Dipicu Candaan, Pria Asal Sumba Tusuk Temannya di Padangsambian
DENPASAR, PODIUMNEWS.com – Berhati-hatilah jika sedang bercanda dengan orang lain, jangan terlalu berlebihan, nanti bisa berakibat fatal. Seperti yang dialami Julius Dapayora (26). Pria asal Sumba Tengah, Nusa Tenggara Timur (NTT) ini ditusuk di bagian dada karena kebablasan bercanda sehingga memicu kemarahan pelakunya, RNPL alias Berto (31).
Penusukan itu terjadi di kos di Jalan Gunung Salak Gang Dahlia, Desa Padangsambian Klod, Kecamatan Denpasar Barat, Denpasar, Bali, Rabu (20/5/2026) malam. Sementara itu, pelakunya kini sudah ditahan di Mapolsek Denpasar Barat.
Kapolsek Denpasar Barat Kompol Ni Wayan Adnyani Prabawati mengatakan, penusukan terjadi lantaran candaan korban berlebihan. Korban bercanda dengan cara memukul kepala, memiting leher, dan meremas wajah tersangka sehingga timbul ketersinggungan.
Bermula, tersangka Berto sedang minum-minuman keras (miras) bersama dua temannya di halaman kos, yakni Kristo dan Marten. Beberapa saat, korban datang dalam kondisi pengaruh alkohol.
Tanpa basa basi, korban langsung menyapa tersangka dengan cara tidak etis, yakni memukul kepala korban, memiting leher, dan meremas wajahnya. Sehingga, tersangka yang dalam kondisi mabuk tidak terima sehingga terjadi cekcok mulut antara keduanya. Dua temannya Kristo dan Marten berusaha melerai.
Tak lama keributan pun mereda.
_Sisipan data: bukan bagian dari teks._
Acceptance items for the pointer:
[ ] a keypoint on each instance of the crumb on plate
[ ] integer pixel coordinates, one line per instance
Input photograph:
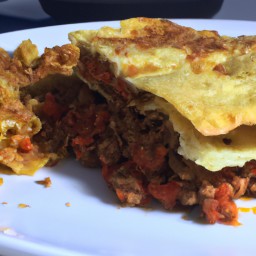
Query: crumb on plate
(46, 182)
(23, 205)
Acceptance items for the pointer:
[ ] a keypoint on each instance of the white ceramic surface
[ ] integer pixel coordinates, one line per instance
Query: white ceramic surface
(95, 224)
Tersangka masuk ke kamar kosnya, dan korban naik ke lantai 2 untuk bertemu iparnya yang ngekos di sana. Ternyata, tersangka emosi dan mengambil sebilah pisau. Ia lantas menuju kamar lantai 2 hendak menemui korban.
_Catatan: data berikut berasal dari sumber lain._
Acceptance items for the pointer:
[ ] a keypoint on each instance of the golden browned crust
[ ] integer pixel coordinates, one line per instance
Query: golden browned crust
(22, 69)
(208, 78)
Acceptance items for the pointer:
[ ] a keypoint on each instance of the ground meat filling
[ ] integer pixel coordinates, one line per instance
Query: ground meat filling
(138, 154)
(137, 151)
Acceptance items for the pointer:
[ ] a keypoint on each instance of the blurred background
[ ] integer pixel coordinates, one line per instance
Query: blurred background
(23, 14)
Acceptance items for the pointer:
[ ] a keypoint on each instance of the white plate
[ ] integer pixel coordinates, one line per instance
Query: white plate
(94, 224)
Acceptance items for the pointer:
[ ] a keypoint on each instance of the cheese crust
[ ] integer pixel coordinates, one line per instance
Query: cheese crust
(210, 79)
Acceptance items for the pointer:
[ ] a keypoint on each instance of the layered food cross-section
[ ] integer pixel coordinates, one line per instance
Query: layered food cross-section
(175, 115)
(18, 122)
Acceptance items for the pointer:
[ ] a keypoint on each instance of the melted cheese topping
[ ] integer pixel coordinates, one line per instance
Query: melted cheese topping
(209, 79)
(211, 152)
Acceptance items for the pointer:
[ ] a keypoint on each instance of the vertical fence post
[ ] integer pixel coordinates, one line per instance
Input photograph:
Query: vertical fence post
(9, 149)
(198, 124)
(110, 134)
Setelah keduanya saling berhadapan, tersangka langsung menusukkan pisau tersebut ke bagian dada korban. Seusai menusuk korban, tersangka turun ke lantai bawah, menyimpan pisau ke kosnya dan kabur dari lokasi. "Korban ditusuk di bagian dada oleh tersangka Berto," ujar Kapolsek didampingi Kasi Humas Polresta Denpasar Iptu Gede Adhi Saputra Jaya SH, MH, Rabu (27/5/2026).
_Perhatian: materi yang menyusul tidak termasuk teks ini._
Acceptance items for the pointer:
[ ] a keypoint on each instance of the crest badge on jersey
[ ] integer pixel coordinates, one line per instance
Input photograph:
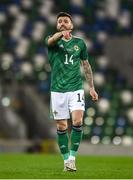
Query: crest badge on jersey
(76, 48)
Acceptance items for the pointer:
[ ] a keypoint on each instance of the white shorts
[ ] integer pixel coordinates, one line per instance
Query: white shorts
(62, 104)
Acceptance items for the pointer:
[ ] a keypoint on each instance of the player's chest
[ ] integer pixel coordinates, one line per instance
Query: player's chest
(72, 49)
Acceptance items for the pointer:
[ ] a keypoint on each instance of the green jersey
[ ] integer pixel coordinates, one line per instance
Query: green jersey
(65, 58)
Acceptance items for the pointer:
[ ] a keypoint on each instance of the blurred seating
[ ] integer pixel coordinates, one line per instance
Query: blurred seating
(24, 25)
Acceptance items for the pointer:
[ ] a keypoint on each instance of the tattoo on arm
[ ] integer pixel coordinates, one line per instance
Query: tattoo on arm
(88, 73)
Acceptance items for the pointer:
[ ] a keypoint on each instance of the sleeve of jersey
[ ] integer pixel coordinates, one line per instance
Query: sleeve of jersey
(84, 51)
(46, 40)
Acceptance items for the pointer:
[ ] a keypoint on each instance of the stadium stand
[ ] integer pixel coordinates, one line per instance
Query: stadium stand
(23, 61)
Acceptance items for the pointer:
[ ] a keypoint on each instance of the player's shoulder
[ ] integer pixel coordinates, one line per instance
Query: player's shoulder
(78, 39)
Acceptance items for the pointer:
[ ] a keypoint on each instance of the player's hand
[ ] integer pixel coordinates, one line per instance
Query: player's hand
(93, 94)
(66, 34)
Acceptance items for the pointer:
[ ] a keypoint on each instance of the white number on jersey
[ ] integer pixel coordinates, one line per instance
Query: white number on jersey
(68, 60)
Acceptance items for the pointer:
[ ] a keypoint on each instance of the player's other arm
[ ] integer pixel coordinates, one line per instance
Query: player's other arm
(89, 79)
(53, 39)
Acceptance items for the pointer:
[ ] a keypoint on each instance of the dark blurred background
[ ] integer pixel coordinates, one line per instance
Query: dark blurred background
(107, 28)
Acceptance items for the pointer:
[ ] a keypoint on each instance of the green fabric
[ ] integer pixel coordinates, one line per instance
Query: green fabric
(65, 58)
(62, 140)
(76, 137)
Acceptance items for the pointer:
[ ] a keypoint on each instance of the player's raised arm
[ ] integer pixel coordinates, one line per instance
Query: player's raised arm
(53, 39)
(89, 78)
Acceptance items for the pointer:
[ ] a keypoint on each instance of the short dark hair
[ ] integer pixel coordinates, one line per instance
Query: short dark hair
(63, 14)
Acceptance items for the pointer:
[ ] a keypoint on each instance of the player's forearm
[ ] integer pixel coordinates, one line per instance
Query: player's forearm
(88, 73)
(52, 40)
Dari hasil penyelidikan, Tim Unit Opsnal Polsek Denpasar Barat yang dipimpin Kanit Reskrim Iptu Ekky Nurwenda Putra dan Panit Reskrim Ipda I Made Wicaksana berhasil membekuk tersangka Berto di wilayah Jimbaran, Kuta Selatan, Badung, Bali, Kamis (21/5/2026).
Saat diperiksa, tersangka mengaku menusuk korban lantaran emosi terhadap korban yang dinilainya berlebihan. Diketahui, tersangka dan korban sebelumnya saling mengenal, korban pernah tinggal di kos tersebut.
"Dari informasi yang kami dapatkan, korban memang sering bercanda dengan cara yang kadang menyakiti orang lain. Hal itulah yang diduga dipendam oleh tersangka hingga akhirnya memicu emosi," ujar Kapolsek Prabawati.
Dari tangan tersangka diamankan barang bukti berupa sebilah pisau dengan panjang bilah sekitar 10 centimeter serta pakaian yang digunakan saat kejadian. Tersangka dijerat Pasal 466 ayat (2) KUHP tentang tindak pidana penganiayaan yang mengakibatkan luka berat dengan ancaman penjara paling lama lima tahun.